= Laidcenn mac Buith Bannaig =

Laidcenn mac Buith Bannaig or Laidcend mac Baíth Bandaig (died 661) was a monastic scholar at Cluain Ferta Mo-Lua (Clonfert-Mulloe, Co. Laois) in northern
Osraige. The name is also sometimes spelled "Lathcen."

He is the ascribed author of the earliest surviving example of a lorica or breastplate, a term applied to a genre of charm-prayers, derived from the Pauline conception of life as an armed struggle. In this work, protection is asked for all 70-odd body parts by invoking the heavenly powers. The best known lorica is St. Patrick's Breastplate, which, however, has no connection to the saint.
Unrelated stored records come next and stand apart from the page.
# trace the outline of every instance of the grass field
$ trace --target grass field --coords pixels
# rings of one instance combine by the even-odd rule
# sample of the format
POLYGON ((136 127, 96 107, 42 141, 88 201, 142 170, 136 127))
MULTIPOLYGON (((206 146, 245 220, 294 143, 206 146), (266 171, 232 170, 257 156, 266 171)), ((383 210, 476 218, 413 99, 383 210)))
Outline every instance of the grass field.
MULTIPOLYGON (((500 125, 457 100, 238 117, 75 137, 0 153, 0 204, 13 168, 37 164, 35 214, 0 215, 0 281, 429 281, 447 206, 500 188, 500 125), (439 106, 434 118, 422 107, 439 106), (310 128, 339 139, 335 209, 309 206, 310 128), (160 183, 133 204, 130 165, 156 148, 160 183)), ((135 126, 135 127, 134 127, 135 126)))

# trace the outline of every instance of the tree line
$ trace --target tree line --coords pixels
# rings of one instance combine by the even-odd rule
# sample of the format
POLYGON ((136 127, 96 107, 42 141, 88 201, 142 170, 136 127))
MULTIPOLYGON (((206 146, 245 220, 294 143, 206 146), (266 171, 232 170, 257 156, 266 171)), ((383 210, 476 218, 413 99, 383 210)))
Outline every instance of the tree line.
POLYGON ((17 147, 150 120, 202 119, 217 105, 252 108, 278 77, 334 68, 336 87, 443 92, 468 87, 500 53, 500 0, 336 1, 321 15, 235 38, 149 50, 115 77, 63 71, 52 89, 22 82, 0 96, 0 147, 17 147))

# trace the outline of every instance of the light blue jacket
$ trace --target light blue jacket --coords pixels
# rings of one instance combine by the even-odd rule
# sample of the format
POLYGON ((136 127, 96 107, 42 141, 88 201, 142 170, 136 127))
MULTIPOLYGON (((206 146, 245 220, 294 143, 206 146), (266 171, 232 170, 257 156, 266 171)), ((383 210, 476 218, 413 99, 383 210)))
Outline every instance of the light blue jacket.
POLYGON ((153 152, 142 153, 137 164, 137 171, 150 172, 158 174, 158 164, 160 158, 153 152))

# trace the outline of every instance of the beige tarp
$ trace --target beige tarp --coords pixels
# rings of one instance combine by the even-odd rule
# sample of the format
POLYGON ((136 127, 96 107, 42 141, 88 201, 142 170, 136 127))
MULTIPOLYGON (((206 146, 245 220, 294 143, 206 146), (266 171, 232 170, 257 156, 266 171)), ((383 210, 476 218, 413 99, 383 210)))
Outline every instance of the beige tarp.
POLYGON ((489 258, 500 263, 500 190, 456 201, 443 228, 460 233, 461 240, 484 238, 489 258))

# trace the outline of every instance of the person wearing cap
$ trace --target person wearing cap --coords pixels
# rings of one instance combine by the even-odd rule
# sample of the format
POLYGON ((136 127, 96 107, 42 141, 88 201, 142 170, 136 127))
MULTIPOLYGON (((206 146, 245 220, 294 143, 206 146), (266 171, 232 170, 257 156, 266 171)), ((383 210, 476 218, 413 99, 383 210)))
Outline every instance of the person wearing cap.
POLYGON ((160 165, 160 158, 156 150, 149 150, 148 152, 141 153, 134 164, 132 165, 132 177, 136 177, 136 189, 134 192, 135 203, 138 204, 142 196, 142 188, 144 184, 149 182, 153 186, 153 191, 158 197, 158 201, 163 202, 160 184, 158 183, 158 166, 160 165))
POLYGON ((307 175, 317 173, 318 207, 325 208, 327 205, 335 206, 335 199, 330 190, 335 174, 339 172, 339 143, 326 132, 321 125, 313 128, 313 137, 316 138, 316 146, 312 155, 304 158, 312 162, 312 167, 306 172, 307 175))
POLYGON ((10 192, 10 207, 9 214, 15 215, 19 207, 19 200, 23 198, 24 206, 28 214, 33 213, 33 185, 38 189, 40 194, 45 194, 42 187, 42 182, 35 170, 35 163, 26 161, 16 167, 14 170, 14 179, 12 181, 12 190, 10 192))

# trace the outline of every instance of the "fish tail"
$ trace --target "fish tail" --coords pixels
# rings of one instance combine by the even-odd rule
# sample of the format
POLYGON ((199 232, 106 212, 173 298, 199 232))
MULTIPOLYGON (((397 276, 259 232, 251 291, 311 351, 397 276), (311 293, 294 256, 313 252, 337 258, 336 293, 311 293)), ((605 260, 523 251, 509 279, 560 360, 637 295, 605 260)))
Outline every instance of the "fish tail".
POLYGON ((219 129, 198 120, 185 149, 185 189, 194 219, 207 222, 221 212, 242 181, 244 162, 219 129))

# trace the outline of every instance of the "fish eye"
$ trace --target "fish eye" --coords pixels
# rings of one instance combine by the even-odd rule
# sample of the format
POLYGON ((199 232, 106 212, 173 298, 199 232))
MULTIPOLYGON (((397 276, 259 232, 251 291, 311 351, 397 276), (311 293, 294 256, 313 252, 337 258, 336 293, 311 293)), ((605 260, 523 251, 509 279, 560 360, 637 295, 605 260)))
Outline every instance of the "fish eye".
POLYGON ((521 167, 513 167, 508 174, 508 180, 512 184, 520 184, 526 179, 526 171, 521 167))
Laidcend is also known for having produced the Ecloga de Moralibus, an epitome of Gregory the Great's Moralia in Job. Ten medieval manuscripts of the work are known.

==Sources==

- Welsh, Robert. Oxford Concise Companion to Irish Literature. 1996. ISBN 0-19-280080-9
- Castaldi, Lucia. "Lathcen." In P. Chiesa and L. Castaldi (eds.), La Trasmissione dei testi latini del medioevo. Medieval Latin Texts and their Transmission. Te.Tra. 4 (Florence: SISMEL 2012), 374–387.